We have a philosophy at GreyB:

If you are unable to find prior-art, it just means you are unable to find prior-art. It does not mean that prior-art does not exist.

Of course, there may be few patents that are really novel but this philosophy helps me get up when things get really hard. Therefore, being a firm believer in the philosophy, I refused to give up. We still had a day left before the deadline and I did not want to get back to the client with No Results. There had to be something.

I took a deep breath and started reading the independent claim of the patent again.

Every time I looked at the claim, I felt the underlying concept was a simple one and that someone definitely would have come up with a similar solution if presented with a similar problem.

Time was running out and we needed more ideas.
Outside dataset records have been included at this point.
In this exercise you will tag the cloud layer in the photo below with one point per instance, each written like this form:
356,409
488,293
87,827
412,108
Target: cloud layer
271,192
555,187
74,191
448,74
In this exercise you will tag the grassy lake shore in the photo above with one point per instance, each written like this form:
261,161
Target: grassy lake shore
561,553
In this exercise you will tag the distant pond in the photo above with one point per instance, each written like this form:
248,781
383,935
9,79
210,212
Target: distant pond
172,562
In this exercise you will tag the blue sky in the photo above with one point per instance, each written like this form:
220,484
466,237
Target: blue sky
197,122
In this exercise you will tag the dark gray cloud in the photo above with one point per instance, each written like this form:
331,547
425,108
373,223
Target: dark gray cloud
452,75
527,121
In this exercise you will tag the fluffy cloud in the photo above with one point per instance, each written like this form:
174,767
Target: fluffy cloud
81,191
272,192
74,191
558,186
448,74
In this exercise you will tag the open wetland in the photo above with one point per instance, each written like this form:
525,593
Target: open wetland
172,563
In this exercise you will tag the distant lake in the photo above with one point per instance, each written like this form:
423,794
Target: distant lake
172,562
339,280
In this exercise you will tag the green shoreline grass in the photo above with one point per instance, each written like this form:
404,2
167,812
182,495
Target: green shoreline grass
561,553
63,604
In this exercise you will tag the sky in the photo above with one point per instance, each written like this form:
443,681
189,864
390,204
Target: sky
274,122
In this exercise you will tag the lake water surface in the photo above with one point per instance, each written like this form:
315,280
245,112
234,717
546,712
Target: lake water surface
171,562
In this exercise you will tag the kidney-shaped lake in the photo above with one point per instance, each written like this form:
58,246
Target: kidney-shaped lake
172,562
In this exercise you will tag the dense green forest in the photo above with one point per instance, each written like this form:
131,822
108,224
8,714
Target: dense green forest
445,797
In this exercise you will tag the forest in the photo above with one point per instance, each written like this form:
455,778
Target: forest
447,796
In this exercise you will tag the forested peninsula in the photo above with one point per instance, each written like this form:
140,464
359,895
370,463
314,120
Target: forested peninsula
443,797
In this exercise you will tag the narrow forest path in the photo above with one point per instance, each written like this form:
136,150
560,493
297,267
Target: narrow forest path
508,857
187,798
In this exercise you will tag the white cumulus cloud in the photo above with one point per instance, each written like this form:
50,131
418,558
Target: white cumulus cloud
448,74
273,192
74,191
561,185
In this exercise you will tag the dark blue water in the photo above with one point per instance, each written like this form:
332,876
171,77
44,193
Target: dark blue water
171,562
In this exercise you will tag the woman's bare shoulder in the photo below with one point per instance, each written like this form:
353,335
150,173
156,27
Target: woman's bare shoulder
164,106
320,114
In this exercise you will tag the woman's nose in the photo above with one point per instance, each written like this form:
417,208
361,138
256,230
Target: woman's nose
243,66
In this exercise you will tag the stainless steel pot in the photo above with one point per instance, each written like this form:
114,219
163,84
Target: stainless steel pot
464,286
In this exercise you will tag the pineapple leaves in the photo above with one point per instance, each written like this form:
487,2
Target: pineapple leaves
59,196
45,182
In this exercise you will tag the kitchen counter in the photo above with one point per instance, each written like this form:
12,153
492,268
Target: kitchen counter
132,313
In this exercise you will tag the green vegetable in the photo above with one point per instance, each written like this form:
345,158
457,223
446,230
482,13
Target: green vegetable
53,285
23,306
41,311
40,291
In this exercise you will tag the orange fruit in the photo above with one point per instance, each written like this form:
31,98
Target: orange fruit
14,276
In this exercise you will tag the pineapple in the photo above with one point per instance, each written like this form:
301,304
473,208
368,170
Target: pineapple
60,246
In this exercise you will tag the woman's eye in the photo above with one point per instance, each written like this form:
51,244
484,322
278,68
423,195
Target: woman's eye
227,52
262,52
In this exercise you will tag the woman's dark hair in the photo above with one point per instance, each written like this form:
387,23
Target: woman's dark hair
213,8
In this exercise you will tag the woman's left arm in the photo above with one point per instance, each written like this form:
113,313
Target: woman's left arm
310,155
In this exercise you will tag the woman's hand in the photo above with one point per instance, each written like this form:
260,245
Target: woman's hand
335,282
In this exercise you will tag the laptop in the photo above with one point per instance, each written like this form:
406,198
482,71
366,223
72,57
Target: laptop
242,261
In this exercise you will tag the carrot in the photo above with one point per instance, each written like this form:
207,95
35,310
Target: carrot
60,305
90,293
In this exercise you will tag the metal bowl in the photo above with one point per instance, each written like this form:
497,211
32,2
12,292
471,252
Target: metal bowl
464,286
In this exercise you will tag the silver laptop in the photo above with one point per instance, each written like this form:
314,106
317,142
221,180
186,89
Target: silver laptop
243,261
Perhaps, a brainstorming session could help.

So I gathered all my team members and described the situation to them. We brainstormed and tried to look at the problem from different angles:

What if we leave aside the video transmission for a while, in what other places such an encoding be utilized?

One of my colleagues suggested that we can see the color information just as numbers. And numbers are generated in a lot of circuits – they just need also to be encoded for transmission. Then someone suggested telemetry and then someone suggested analog-to-digital converters.

This looked promising. A/D converters could make use of similar encoding.

With this insight, I got back to work, this time looking for similar ideas in A/D converters. Pretty soon I found the same encoding scheme (with a different name) known and utilized in A/D technology for more than 15 years before the patent in question was even filed.

There were even some A/D ICs on the market that used this encoding scheme and they came from different manufacturers, including the big names like – Cypress, Texas Instruments, National Semiconductors, Linear Technologies. It meant that this encoding was common knowledge in this domain.

But this wasn’t enough. We still needed to link it all to video transmission.

Now, that part turned out to be really easy.

We made a list of all the ICs – that were manufactured by the above-mentioned companies and like, and started checking literature showing their use-cases, one-by-one, keeping an eye out for anything related to “video”, “picture”, “color” or something similar.

8 hours until the deadline, I finally found a document showing that one of these ICs had indeed been used to carry “pixel values” in a video card.

This critical piece of information completed the puzzle – I had found that a similar encoding scheme had been used in the video transmission field for the same purpose in the prior art.

Solid prior art by all means!

With persistence, effort, and a different perspective to look at things, anything can be achieved, invalidation of a standard-essential patent is no exception!

To creativity!

Authored by: Mahesh Maan, Senior Research Analyst, Prior art.